Clashes on several fronts jeopardise truce in Yemen

Friday 08/04/2016
Continued military action reduces chances of holding forthcoming dialogue in Kuwait

ADEN (Yemen) - Loyalists and rebels have clashed on several fronts in Yemen, officials said Tuesday, the second day of a UN-brokered ceasefire the insurgents are warning is in jeopardy, less than a week before peace talks.

Forces loyal to President Abedrabbo Mansour Hadi fought with the Shiite Huthi rebels in the province of Marib, east and north of the rebel-held capital Sanaa, officials said.

The rebels and their allies loyal to ousted president Ali Abdullah Saleh advanced overnight in the area of Sarwah, in Marib, wresting control of two hills, a military official said.

The Saudi-led coalition, which launched a military campaign against the Iran-backed rebels last year, had described violations on Monday as "minor".

Seven soldiers have been killed and 15 others wounded in Sarwah in rebel attacks since the ceasefire entered into force at midnight between Sunday and Monday, the official said.

There were also clashes in Nihm, northeast of Sanaa, military officials said, while rebels said they confronted an attack by Hadi's forces in the area.

The rebels said Monday that pro-government forces were behind 39 violations of the truce, including attacks in Taez and the central province of Baida.

They also said warplanes belonging to the Saudi-led coalition flew sorties over several areas of Yemen despite the ceasefire.

Meanwhile, a soldier was killed and nine others wounded in a rebel attack on an army base near the southern city of Baihan which borders Marib province.

Rebel spokesman Mohammed Abdulsalam warned in a statement on Facebook that "continued military action endangers the peace process and reduce the chances of holding the forthcoming dialogue" in Kuwait.

But violations did not seem to discourage the United Nations which is sponsoring peace talks in Kuwait next week.

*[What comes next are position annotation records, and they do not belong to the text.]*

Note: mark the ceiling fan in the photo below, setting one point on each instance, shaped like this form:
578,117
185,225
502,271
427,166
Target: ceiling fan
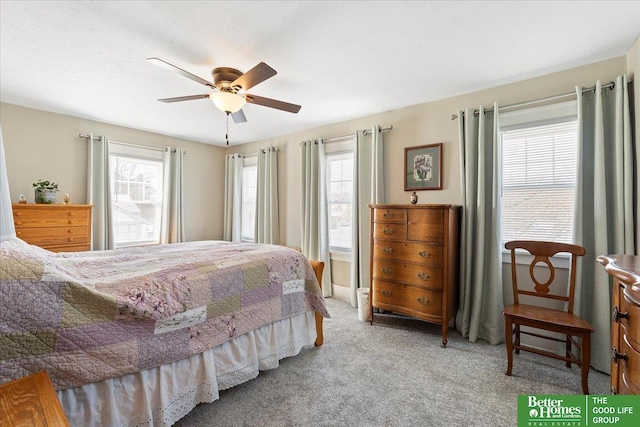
230,86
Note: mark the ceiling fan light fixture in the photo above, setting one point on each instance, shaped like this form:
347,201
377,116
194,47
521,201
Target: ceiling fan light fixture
228,102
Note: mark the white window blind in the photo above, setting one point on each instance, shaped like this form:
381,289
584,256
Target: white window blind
539,182
137,184
340,177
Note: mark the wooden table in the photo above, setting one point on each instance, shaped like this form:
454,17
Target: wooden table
31,401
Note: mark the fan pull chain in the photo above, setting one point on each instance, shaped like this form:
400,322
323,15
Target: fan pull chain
227,134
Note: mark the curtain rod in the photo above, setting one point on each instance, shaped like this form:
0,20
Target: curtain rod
128,144
352,135
548,98
255,153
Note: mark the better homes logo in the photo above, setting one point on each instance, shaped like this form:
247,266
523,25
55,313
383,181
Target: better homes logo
543,411
578,411
549,409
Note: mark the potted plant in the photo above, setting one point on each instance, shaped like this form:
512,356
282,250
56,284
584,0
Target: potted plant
45,191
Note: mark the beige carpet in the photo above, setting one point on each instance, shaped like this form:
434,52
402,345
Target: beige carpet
391,373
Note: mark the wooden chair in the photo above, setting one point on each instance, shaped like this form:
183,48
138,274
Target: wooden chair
553,320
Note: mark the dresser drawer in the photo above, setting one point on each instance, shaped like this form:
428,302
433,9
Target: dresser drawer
52,218
425,225
631,366
412,274
631,311
390,215
54,236
625,387
389,231
404,298
411,252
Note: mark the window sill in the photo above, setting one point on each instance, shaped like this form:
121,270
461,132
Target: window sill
340,256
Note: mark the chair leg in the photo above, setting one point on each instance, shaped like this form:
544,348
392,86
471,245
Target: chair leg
586,361
509,341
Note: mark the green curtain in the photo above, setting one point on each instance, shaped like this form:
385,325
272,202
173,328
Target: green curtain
267,223
315,224
480,303
174,220
368,173
604,204
232,194
7,227
99,193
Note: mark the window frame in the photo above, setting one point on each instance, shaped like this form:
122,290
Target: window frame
340,147
148,155
526,118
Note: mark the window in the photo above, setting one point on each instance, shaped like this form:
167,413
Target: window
340,194
137,184
249,196
539,155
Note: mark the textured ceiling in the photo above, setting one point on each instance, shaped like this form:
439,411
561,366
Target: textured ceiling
339,60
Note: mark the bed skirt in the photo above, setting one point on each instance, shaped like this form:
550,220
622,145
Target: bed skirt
161,396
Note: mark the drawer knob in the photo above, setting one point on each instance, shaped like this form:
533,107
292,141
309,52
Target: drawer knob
615,356
617,315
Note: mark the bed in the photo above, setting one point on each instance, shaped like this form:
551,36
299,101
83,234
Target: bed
140,336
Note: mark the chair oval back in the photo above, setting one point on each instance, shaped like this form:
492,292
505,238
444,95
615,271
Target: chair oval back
542,252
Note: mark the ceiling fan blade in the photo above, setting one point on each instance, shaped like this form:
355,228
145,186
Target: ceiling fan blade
238,117
159,62
184,98
257,74
272,103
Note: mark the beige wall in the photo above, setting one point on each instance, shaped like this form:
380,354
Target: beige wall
633,69
419,125
43,145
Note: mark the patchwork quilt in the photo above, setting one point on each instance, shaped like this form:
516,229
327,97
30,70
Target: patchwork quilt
89,316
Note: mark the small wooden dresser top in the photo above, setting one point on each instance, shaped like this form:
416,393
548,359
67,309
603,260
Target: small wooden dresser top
58,228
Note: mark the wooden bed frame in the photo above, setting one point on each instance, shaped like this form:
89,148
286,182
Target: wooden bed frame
318,268
35,389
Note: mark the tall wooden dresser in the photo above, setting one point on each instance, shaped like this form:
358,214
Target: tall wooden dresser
58,228
625,332
415,260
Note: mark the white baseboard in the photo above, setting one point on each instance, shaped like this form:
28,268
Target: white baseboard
341,292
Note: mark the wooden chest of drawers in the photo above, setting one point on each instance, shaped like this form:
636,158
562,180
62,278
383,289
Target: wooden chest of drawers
625,332
414,261
58,228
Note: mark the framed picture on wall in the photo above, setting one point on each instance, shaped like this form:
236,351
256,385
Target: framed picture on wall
423,167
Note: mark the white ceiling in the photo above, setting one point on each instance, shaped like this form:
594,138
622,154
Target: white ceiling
339,60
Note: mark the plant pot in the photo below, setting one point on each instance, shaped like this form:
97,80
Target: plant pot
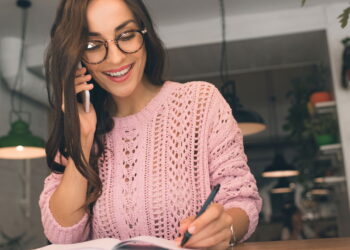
325,139
321,96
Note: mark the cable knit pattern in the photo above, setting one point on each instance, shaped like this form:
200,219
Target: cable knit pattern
159,165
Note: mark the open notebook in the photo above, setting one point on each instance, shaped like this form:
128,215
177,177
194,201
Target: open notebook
140,243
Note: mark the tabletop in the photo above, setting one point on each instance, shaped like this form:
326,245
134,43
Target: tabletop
319,244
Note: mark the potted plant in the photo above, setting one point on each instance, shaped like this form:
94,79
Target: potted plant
324,129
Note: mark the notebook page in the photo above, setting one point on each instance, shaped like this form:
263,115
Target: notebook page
159,242
98,244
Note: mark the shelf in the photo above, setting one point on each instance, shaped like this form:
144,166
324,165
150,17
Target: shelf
325,107
331,148
330,179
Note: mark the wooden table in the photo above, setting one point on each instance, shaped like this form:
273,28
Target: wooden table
324,244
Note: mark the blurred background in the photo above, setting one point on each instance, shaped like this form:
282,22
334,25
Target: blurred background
282,67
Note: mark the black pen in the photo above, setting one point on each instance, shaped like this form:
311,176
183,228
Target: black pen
209,200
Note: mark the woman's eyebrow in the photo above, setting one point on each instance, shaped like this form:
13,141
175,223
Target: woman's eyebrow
119,27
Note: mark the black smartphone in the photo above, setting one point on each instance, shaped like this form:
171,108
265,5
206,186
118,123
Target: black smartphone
85,96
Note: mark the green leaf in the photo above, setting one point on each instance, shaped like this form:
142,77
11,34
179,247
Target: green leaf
344,17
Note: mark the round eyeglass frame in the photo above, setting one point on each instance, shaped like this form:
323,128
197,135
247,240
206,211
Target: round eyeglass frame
116,42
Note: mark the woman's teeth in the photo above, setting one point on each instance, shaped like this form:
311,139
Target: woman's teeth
119,73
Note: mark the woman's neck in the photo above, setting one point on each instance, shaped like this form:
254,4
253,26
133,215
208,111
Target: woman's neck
134,103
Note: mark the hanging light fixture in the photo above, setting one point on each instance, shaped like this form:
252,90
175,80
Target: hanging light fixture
19,143
279,166
249,122
320,191
283,186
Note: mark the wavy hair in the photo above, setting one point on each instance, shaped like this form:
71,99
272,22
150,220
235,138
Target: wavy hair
68,39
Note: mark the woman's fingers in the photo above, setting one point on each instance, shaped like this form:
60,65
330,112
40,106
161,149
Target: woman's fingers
82,87
185,223
82,79
80,71
210,228
80,83
214,240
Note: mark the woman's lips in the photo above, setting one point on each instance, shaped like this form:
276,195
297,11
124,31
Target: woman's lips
122,78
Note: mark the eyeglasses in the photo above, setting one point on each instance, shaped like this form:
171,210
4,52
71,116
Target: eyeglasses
128,42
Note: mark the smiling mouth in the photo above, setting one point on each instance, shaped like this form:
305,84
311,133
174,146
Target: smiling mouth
120,73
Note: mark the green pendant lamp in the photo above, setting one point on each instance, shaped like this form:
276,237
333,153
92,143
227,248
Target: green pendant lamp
20,143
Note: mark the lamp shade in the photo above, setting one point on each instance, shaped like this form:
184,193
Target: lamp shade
20,143
283,186
320,191
280,168
249,122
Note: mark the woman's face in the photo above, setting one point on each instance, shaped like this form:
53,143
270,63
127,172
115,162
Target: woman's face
119,74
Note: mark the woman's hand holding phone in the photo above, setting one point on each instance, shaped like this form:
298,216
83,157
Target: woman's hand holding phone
87,119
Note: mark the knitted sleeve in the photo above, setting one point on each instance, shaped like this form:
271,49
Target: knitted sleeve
228,163
54,232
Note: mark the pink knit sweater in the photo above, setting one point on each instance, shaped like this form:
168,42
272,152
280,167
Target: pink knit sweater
160,165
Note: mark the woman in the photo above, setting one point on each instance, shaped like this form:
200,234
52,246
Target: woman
143,159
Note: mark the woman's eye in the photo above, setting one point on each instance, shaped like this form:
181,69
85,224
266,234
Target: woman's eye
92,45
127,36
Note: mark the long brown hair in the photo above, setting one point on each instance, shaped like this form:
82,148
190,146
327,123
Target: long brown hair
68,39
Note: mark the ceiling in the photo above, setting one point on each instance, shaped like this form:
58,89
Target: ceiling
164,12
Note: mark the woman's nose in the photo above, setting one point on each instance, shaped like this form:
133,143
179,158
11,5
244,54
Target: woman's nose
115,55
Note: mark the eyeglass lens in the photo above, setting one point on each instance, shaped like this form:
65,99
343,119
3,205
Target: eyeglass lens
128,42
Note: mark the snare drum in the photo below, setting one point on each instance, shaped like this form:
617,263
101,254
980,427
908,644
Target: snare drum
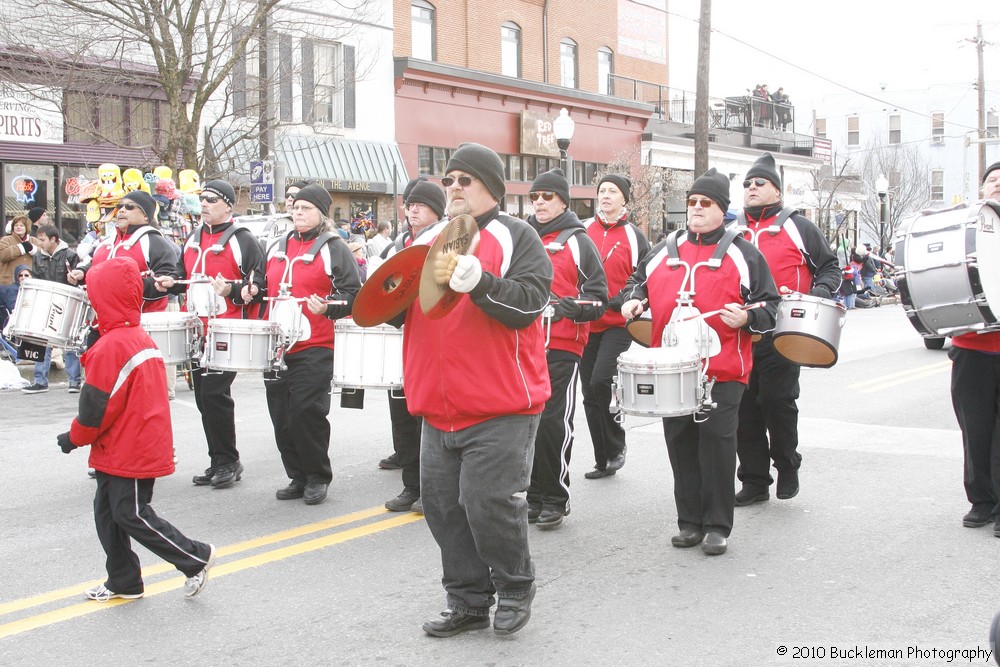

"The cessation of hostilities seems to be largely holding," UN spokesman Stephane Dujarric said Monday, although he noted that there were "some pockets of violence."

More than 6,300 people have been killed in the war that has worsened the humanitarian crisis, with more than 80 percent of the population on the brink of famine.

The conflict in the impoverished Arabian Peninsula nation has ruined large parts of the country and raised Middle East tensions, with Saudi Arabia and its Sunni allies backing the government and Shiite powerhouse Iran supporting the rebels.

The peace talks are scheduled to take place in Kuwait on April 18.

Elsewhere, a Saudi bomber suspected of belonging to Al-Qaeda killed five soldiers when he detonated his explosive belt Tuesday among army recruits in Aden, the southern city that serves as a temporary capital for the government.

Army and government installations have been the target of several attacks by extremists since pro-government forces drove out Shiite rebels in the summer.

Al-Qaeda and the Islamic State group have taken advantage of the chaos caused by the war between the government and the rebels to strengthen their grip on southern Yemen.